支払督促とは |内容証明利用の手引き|
支払督促とは
支払督促とは、債権者の申し立てにより、簡易裁判所の裁判所書記官が債務者の言い分を一切聞かずに、金銭の支払いなどを命じる督促状を一方的に相手へ送るものです。
支払督促を利用したほうがよい例
支払督促は債務者の言い分を一切聞かずになされるものですから、契約内容等について争っている場合は、債務者の督促異議によって通常訴訟へ移行することもあります。
ですから、次のような場合に支払督促を利用するとよいでしょう。
- 債務の存在や支払金額などについては争いが無く、単に債務者が支払いに応じない場合
- 申立人(債権者)が、明確な証拠を持っていて、通常裁判になっても強い勝算がある場合
支払督促の申し立て先
支払督促の申し立ては、簡易裁判所の裁判所書記官へ行います。
また、どこの簡易裁判所でもよいわけではなく、次のような決まりがあります。
債務者への請求(一般)
債務者の住所地や居所を管轄する簡易裁判所の裁判所書記官
事業所や営業所に関するもの
事業所や営業所を持つ相手であれば、その事業所または営業所における業務に関するものは、その所在地を管轄する簡易裁判所の裁判所書記官に申し立てることができます。
手形または小切手に関するもの
手形や小切手による金銭の支払い請求は、手形または小切手の支払地を管轄する簡易裁判所の裁判所書記官に申し立てることができます。
支払督促の手続きと流れ
支払督促の手続きは以下のようになります。
1、簡易裁判所の裁判所書記官へ支払督促の申し立て
2、書記官から、債務者へ支払督促の送達
→送達後、2週間以内に債務者が異議の申し立てをすると通常の訴訟へ移行します。
3、申立人(債権者)による仮執行の宣言の申し立て
→上記2の送達から2週間以内に債務者から異議の申し立てがない場合です。
※申立てができる期間は、2週間経過後から30日以内です。
4、仮執行宣言付きの支払督促の送達
→債権者と債務者双方に送られます。2週間以内に債務者が異議を申し立てる
と、通常の訴訟へ移行します。
5、強制執行手続きが可能になります。
→送達から2週間以内に債務者から異議の申し立てがない場合です。
支払督促手続きの手数料
支払督促の手続きに必要な費用は、「支払督促申し立て手数料」+「書類の郵送料」となります。

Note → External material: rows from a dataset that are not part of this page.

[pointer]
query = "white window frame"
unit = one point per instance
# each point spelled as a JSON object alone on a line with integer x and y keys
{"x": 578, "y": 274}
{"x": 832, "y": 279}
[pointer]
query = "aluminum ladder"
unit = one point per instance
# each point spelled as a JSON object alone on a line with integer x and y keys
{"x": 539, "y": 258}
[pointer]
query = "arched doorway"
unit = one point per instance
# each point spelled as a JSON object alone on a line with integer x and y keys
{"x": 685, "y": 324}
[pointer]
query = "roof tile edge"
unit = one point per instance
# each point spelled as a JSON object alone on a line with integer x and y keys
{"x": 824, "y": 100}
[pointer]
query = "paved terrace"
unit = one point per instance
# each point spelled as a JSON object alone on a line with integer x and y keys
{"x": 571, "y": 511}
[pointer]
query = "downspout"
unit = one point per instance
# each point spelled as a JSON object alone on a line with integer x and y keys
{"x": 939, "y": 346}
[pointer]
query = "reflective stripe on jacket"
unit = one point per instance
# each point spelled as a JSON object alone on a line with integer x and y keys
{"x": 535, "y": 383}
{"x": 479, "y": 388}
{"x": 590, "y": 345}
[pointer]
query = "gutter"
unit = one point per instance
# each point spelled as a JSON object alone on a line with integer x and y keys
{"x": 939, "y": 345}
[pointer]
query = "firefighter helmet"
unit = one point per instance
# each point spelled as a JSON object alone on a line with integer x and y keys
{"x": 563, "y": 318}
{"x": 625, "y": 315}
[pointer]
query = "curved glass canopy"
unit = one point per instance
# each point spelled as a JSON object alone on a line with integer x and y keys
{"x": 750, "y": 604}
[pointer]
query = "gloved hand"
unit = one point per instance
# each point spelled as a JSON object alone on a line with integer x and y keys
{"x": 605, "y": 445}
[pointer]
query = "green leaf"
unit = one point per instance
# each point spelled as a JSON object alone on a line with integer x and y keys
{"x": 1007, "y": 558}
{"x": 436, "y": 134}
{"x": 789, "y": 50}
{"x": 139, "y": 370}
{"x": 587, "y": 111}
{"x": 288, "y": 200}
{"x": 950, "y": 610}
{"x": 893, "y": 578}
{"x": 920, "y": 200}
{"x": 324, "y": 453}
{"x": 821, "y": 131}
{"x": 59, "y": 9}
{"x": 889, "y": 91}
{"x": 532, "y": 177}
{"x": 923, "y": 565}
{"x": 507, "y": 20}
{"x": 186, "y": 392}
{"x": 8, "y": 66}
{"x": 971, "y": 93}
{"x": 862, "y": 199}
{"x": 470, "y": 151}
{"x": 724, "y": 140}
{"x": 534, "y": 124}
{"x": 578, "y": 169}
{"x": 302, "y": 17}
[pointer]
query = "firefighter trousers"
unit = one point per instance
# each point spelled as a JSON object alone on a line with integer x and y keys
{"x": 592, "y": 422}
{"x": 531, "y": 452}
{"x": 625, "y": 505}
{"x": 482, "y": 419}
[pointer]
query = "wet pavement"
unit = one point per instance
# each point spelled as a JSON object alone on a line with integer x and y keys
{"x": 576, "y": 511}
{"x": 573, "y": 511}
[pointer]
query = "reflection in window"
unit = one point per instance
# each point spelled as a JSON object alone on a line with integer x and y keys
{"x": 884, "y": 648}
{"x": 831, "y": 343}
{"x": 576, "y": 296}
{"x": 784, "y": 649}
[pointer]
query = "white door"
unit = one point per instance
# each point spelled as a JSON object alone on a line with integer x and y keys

申立手数料は、請求額に応じて決まっており、収入印紙で申立書に貼付して納付します。
支払督促手数料は訴訟手数料の半額になっています。
支払督促手続きの書類
支払督促の申し立てで使う書式や記載例は裁判所のウエブサイトをご覧ください。
※行政書士は権利義務や事実証明に関する文書の作成と官公署の手続きを代理することができますが、裁判所に関わる書類作成や手続き、また、相手との代理交渉を行うことは法律上できません。もっとも、支払督促や少額訴訟は難しいものではありませんから、債権が少額なために費用を極力抑えたいような場合には、ご本人による手続きを強くお勧めします。